I began teaching myself and instantly felt an innate comfort in the culture and ways of Russian life. I simply knew that Russia was a place that I needed to go to in my lifetime — a calling of sorts, one which perplexes others and yet feels totally natural and ‘right’ for me.
After arriving in Russia, I never once felt out of place. I felt a sense of normalcy that I don’t usually feel in my day-to-day life at home. It sounds a bit backwards, no? The typical vision of study abroad is often one of adventure, of difference, of discovery. I’ve experienced all these things here, and yet it never felt out of place. I am in the right place for my heart at this point in my life.
Russian life has a sort of grit to it that I’ve never experienced before, and every day I open myself to it and try to feel it all. This place has a definitive soul, a nearly tangible spirit that cannot help but be noticed by anyone who visits. And the Russian spirit is cold, nearly isolating, and at once warm and enveloping and comforting.
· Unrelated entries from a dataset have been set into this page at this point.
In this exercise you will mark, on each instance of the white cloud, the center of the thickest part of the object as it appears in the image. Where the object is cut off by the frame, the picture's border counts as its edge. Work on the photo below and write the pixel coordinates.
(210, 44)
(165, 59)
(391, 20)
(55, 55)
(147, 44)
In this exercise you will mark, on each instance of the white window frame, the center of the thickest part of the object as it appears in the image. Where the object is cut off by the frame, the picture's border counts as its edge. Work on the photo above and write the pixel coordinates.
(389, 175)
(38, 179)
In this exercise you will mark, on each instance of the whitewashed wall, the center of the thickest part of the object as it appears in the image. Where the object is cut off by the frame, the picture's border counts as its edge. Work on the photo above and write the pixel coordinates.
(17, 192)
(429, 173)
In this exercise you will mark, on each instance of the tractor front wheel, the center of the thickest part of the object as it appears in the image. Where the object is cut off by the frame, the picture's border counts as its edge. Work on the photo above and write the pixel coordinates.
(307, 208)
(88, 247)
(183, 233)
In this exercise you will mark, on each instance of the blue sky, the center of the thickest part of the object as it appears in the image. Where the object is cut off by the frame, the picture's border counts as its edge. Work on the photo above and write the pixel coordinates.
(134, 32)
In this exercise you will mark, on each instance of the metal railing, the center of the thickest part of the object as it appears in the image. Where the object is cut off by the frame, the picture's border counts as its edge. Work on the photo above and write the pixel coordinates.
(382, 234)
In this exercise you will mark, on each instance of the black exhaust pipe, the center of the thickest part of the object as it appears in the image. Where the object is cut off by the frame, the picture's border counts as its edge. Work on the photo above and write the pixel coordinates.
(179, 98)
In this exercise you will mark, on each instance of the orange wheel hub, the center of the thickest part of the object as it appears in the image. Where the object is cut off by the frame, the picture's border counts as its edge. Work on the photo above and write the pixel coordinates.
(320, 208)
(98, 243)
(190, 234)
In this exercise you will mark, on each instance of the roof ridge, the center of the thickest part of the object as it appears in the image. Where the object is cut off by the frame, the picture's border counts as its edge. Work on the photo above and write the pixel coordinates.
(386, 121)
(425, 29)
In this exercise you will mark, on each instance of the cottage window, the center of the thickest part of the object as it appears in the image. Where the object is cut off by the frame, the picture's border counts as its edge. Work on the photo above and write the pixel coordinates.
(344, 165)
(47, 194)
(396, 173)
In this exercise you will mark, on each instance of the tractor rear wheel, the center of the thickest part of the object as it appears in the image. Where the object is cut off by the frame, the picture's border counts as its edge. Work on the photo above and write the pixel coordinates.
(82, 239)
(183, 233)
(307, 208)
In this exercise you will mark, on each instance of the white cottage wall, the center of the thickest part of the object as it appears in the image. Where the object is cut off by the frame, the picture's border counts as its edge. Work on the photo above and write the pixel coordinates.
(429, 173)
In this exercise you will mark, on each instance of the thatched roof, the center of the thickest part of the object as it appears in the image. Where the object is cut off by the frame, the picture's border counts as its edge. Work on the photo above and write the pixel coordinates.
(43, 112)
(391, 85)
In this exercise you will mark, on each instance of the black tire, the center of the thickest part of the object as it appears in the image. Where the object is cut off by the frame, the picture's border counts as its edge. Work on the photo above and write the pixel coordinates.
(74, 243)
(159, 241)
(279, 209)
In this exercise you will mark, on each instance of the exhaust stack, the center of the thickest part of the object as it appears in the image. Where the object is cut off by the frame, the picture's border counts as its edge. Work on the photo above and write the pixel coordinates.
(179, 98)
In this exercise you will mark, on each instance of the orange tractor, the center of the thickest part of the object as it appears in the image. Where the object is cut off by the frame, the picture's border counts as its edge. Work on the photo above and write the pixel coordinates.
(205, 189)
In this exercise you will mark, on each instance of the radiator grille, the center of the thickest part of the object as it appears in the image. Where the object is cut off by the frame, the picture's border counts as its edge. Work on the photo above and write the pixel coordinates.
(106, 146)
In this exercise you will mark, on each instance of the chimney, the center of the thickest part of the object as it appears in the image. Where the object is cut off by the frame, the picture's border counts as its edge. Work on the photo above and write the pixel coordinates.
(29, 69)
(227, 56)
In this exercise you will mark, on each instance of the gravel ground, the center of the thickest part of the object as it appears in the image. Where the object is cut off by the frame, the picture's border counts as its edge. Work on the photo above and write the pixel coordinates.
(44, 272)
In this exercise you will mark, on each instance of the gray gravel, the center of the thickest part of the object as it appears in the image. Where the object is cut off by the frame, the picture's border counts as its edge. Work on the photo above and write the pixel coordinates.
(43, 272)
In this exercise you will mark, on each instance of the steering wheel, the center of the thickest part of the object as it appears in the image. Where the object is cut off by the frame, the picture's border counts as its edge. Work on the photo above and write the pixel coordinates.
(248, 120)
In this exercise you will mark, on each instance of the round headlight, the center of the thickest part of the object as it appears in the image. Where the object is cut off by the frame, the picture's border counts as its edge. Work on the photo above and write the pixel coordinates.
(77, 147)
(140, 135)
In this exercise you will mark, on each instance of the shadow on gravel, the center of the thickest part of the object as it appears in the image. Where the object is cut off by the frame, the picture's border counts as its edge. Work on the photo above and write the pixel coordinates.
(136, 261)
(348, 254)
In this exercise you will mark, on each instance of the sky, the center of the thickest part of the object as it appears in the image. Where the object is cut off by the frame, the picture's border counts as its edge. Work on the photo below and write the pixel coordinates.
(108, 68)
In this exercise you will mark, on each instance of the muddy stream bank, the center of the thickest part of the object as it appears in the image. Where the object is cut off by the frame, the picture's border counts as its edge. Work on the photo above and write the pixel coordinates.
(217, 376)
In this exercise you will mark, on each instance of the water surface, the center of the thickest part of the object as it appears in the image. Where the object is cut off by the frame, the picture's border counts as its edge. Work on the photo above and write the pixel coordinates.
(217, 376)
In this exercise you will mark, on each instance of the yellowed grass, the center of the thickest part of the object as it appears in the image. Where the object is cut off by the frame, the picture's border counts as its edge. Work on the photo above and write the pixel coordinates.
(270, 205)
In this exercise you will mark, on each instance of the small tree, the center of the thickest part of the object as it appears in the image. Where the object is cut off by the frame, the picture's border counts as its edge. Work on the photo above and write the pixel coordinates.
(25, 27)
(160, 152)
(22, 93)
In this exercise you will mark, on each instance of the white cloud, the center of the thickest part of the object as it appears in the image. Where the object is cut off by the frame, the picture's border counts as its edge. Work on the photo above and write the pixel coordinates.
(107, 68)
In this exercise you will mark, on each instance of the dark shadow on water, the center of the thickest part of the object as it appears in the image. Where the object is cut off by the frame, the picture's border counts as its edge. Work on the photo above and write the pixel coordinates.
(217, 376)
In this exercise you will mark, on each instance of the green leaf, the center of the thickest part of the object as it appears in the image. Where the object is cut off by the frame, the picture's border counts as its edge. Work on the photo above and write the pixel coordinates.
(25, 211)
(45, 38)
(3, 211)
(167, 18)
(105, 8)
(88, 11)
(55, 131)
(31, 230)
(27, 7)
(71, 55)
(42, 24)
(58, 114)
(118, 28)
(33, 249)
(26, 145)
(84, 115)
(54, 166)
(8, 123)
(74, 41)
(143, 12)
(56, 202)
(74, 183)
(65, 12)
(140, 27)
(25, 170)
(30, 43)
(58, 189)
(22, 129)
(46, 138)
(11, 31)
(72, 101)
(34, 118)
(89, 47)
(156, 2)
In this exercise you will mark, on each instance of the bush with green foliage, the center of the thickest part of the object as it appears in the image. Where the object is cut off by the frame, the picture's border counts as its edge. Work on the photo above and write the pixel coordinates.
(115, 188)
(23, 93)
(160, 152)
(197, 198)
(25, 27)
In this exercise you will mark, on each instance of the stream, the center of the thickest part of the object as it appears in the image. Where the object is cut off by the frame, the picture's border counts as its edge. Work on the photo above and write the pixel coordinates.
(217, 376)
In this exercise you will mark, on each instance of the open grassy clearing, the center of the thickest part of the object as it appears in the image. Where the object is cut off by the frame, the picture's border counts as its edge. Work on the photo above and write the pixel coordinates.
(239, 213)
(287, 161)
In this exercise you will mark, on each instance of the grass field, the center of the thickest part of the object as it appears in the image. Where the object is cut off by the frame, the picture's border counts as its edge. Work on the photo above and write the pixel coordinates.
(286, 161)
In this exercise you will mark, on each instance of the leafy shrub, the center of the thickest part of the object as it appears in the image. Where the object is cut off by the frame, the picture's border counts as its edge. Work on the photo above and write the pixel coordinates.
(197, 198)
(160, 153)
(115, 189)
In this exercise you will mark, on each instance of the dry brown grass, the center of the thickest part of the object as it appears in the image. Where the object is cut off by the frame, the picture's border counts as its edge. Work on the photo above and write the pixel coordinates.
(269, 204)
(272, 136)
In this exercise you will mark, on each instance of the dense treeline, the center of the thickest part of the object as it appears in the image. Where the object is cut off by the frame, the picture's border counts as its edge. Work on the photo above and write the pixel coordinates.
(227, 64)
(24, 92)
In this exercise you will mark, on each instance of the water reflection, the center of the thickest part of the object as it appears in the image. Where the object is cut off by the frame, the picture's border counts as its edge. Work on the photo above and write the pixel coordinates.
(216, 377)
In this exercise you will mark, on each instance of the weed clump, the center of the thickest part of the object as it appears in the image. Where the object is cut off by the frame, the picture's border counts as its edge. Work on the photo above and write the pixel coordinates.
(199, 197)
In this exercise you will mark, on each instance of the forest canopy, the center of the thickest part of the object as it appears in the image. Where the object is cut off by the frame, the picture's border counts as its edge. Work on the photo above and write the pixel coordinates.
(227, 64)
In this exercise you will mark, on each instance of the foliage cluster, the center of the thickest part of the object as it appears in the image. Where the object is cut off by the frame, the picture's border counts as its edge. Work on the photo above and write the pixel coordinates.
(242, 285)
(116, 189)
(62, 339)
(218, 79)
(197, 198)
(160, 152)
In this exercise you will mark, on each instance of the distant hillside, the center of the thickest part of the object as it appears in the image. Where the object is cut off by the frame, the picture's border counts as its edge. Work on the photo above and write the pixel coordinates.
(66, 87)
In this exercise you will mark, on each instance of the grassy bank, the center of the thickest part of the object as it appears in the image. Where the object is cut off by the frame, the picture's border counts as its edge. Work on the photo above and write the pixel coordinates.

I feel like an alien and a native all at once, yet there is a sense of homely peace rather than the fear and isolation one would expect from a place so starkly different from home.
As a person who has had a rather unstable environment most of my life due to frequent moving around, I struggled with finding security and tangibility in my surroundings. I don’t know that I had ever truly achieved that before deciding to study abroad in Russia. Now that I have been here, I know that it is in fact a possibility for me, and that I can always find a way to feel at home.
So, while I’ve definitely experienced my share of hardships here, I tell others: I have struggled here and I love it. I embrace the difficulties right along with the fun times abroad, because things don’t have to be perfect to be an amazing experience. The sense of comfort that I have found in this country, its people, and myself while here are worth the world to me.